Florida Physicians Group Exposed 9,000 Patients’ Data to Web

A December 4 article in Bloomberg Law’s Health Law & Business, “Florida Physicians Group Exposed 9,000 Patients’ Data to Web,” discussed a $500,000 HIPAA settlement entered into by Advanced Care Hospitalists (ACH), a Florida physician group, with the U.S. Department of Health and Human Services’ Office for Civil Rights (OCR). Rivkin Radler’s Eric Fader was quoted in the article.

ACH had failed to enter into a business associate agreement with a third-party billing company, which inadvertently exposed patient information on its website. ACH also failed to perform a security risk analysis, as HIPAA requires, and to implement HIPAA policies and procedures. Eric pointed out that the OCR has focused on the importance of risk analysis in several recent HIPAA settlements, including a $3.5 million settlement with Fresenius Medical Care North America in February 2018 and a record $16 million settlement with Anthem, Inc. in October 2018.

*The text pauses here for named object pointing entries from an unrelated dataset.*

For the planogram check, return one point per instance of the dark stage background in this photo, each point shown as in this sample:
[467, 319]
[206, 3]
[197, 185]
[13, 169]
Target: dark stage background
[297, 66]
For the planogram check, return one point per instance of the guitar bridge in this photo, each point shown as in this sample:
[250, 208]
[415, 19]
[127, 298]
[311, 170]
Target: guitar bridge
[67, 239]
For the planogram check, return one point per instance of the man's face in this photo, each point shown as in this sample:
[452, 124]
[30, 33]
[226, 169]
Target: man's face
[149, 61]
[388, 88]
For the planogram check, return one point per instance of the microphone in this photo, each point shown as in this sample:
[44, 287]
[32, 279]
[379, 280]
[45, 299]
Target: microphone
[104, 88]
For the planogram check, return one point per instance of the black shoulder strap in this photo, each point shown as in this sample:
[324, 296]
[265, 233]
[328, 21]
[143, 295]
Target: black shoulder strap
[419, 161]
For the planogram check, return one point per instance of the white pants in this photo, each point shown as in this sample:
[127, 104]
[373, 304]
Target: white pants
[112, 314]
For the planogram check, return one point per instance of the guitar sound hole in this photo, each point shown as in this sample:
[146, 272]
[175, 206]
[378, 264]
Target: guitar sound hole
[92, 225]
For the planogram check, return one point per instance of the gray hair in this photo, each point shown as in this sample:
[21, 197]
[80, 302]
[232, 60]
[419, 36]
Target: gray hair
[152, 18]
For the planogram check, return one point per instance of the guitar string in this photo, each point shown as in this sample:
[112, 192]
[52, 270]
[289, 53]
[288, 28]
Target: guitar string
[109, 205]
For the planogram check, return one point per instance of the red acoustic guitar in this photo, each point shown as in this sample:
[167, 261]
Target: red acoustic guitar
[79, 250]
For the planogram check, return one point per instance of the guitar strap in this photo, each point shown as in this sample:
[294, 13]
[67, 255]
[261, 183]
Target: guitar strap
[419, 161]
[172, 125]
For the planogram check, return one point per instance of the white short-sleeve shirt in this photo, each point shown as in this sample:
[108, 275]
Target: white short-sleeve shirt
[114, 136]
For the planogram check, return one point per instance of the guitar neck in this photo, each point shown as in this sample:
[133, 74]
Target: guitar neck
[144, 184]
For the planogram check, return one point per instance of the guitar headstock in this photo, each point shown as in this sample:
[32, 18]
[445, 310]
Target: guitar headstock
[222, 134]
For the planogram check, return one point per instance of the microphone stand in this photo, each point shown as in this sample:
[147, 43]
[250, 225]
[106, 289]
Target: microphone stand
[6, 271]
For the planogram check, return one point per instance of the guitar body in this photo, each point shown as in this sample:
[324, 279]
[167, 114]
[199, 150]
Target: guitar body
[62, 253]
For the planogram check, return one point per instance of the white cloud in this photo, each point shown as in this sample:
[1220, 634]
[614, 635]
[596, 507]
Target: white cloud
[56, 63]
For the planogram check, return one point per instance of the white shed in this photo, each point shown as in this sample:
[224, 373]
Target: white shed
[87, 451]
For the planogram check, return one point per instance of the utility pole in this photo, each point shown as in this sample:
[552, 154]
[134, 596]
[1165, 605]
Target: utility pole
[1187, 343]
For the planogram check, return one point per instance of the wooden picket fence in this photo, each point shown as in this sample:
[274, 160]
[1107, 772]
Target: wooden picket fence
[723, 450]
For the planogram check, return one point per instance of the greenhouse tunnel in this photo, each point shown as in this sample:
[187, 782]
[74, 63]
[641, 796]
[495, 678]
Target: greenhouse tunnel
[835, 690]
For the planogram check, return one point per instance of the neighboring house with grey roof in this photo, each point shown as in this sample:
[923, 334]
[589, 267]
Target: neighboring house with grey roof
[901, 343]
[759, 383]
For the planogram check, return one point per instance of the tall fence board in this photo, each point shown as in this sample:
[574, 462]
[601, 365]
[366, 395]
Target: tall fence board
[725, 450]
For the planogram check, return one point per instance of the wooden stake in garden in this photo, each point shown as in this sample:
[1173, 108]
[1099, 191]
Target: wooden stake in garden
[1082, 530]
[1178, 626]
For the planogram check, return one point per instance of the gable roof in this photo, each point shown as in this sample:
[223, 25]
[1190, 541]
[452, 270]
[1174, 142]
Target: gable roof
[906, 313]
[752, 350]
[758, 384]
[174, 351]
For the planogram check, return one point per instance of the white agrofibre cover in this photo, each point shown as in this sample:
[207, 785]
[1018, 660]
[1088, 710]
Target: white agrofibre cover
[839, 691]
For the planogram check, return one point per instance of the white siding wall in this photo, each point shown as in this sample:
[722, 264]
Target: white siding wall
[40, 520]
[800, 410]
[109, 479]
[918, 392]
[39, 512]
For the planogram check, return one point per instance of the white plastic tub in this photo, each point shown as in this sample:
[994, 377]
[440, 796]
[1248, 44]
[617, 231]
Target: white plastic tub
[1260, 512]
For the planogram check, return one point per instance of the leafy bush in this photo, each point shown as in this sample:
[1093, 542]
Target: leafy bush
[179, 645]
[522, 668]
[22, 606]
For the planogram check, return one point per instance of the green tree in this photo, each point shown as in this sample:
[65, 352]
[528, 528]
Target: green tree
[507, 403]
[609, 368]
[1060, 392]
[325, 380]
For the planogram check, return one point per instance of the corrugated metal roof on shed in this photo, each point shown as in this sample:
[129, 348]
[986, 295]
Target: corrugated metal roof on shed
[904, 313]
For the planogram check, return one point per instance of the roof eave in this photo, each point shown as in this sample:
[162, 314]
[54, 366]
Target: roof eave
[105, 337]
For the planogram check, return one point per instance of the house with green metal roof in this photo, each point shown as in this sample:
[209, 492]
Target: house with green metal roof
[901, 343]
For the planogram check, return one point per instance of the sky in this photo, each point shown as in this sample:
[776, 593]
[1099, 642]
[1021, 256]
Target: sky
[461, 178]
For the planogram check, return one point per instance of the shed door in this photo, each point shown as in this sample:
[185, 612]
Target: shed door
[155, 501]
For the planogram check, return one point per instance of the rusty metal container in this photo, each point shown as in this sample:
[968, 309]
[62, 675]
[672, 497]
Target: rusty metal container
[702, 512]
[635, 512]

“Data breaches and hacking incidents can happen to any organization even if it’s in compliance with HIPAA, but any covered entity or business associate that still hasn’t figured out how to comply with these core requirements is at risk of getting nailed to the wall by the OCR if they suffer a breach,” Eric said.

Advanced Care’s settlement can serve as a primer on HIPAA basics for those providers who somehow are still not in compliance with HIPAA, he added.